The case of being in orbit is identical, only since you're not loosing altitude due to the earths surface curving away from you, you cannot fall down on earth again. But you are falling freely. That is why there is no weight.
The earths magnetic field is not strong enough to carry any vehicle.
Heat shielding is much, much lighter than powered reentry. It's no contest at all. Also heat shielding, since passive, is much more reliable and safer.
Traveling farther away from earth involves building up enough speed to break away from Earth's gravity, and adjusting the energy state that is represented by our position in orbit around the sun. That's one reason why it's difficult and needs large amount of energy, making chemical rockets almost useless.
Remember a vehicle coasting in the solar system is not traveling in a straight line and constant speed! It is in free fall relative to the Sun! So fuel consumption is indeed a concern.

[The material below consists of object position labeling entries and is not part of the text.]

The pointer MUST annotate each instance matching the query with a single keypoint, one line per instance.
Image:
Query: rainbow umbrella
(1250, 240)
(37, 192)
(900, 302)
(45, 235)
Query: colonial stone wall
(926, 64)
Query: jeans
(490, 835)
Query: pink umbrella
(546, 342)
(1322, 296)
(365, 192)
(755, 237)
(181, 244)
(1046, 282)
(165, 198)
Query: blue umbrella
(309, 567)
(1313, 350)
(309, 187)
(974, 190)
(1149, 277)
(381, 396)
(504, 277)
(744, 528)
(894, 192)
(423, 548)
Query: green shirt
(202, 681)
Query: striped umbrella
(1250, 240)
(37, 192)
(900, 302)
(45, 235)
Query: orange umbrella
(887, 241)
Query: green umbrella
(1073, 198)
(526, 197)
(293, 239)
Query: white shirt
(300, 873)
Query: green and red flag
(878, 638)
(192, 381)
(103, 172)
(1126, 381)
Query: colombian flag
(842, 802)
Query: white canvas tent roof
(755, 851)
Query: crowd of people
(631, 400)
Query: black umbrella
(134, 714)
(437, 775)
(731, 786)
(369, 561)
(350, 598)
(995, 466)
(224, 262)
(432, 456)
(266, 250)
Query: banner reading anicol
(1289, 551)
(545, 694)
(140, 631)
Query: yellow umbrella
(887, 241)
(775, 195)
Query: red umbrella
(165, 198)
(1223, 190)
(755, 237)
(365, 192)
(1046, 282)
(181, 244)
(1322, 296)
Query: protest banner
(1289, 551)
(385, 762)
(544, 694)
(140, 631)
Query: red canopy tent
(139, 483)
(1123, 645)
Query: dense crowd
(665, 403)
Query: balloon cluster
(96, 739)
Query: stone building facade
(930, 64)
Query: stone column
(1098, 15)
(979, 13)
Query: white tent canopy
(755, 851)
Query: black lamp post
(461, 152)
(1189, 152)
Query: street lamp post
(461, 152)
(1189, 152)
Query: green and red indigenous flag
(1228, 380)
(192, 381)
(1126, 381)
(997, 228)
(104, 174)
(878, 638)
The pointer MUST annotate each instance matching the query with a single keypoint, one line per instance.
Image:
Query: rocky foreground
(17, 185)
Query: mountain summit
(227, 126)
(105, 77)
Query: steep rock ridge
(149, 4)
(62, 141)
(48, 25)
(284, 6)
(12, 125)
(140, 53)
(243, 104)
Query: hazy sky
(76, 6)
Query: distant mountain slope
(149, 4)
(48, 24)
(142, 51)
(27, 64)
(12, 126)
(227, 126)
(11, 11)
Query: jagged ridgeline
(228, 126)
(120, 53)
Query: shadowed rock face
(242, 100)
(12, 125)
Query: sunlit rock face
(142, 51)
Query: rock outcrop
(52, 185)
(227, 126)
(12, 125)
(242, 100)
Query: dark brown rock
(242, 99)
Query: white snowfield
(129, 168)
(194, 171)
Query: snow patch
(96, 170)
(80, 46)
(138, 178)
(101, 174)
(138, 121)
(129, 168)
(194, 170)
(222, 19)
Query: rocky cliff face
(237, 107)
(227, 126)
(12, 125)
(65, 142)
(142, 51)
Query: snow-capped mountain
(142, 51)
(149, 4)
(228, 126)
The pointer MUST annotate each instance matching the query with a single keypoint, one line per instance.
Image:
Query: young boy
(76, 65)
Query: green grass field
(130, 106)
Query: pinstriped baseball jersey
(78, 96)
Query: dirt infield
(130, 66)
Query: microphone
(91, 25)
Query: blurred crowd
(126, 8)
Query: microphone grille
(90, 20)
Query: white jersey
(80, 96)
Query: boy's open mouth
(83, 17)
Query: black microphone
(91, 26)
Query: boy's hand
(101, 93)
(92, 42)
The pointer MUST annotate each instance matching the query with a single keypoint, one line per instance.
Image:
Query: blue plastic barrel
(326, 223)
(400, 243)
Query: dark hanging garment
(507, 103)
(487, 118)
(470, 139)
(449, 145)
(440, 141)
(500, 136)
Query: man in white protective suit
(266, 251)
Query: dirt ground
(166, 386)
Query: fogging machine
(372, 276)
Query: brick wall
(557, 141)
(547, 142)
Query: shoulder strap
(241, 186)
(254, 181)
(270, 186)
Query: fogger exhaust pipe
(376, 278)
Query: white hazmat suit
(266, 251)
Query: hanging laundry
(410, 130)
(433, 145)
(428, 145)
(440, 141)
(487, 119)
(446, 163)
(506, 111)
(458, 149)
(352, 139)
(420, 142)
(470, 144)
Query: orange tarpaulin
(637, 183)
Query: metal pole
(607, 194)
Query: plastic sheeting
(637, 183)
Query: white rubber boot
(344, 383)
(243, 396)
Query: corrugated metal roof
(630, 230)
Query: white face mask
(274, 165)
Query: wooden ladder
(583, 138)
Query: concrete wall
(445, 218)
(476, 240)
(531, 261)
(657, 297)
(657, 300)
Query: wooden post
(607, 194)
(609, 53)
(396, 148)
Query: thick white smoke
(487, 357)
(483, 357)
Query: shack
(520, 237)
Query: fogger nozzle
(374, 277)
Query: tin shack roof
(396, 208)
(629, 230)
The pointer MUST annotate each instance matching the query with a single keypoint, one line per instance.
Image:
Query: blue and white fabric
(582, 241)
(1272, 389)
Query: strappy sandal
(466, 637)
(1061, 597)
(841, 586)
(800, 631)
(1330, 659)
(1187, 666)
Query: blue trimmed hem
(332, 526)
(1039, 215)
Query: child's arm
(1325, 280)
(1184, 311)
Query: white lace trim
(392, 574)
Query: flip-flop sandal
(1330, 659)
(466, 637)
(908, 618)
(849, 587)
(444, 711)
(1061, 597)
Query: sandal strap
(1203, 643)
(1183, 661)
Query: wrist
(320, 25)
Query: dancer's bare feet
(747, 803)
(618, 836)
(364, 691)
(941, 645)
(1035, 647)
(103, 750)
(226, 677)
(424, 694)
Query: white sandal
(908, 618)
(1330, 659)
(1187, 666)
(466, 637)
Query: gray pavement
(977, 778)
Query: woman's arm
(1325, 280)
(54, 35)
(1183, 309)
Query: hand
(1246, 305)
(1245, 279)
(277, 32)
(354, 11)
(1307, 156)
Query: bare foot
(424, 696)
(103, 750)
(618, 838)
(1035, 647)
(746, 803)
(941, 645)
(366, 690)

Another is the distances and travel times involved. Again we want higher speeds. Nuclear propulsion with very high exhaust speeds but small amounts of reaction mass (plasma jet) is the solution. A compromise might be solar power driving the engine. But it will be less effective farther from the sun.
The case of getting into orbit is different. Here we need strong forces to quickly break out of the atmosphere and break away from the "loosing altitude" effect of gravity. Large reaction masses are needed for that, so there's no point in not using chemical fuel.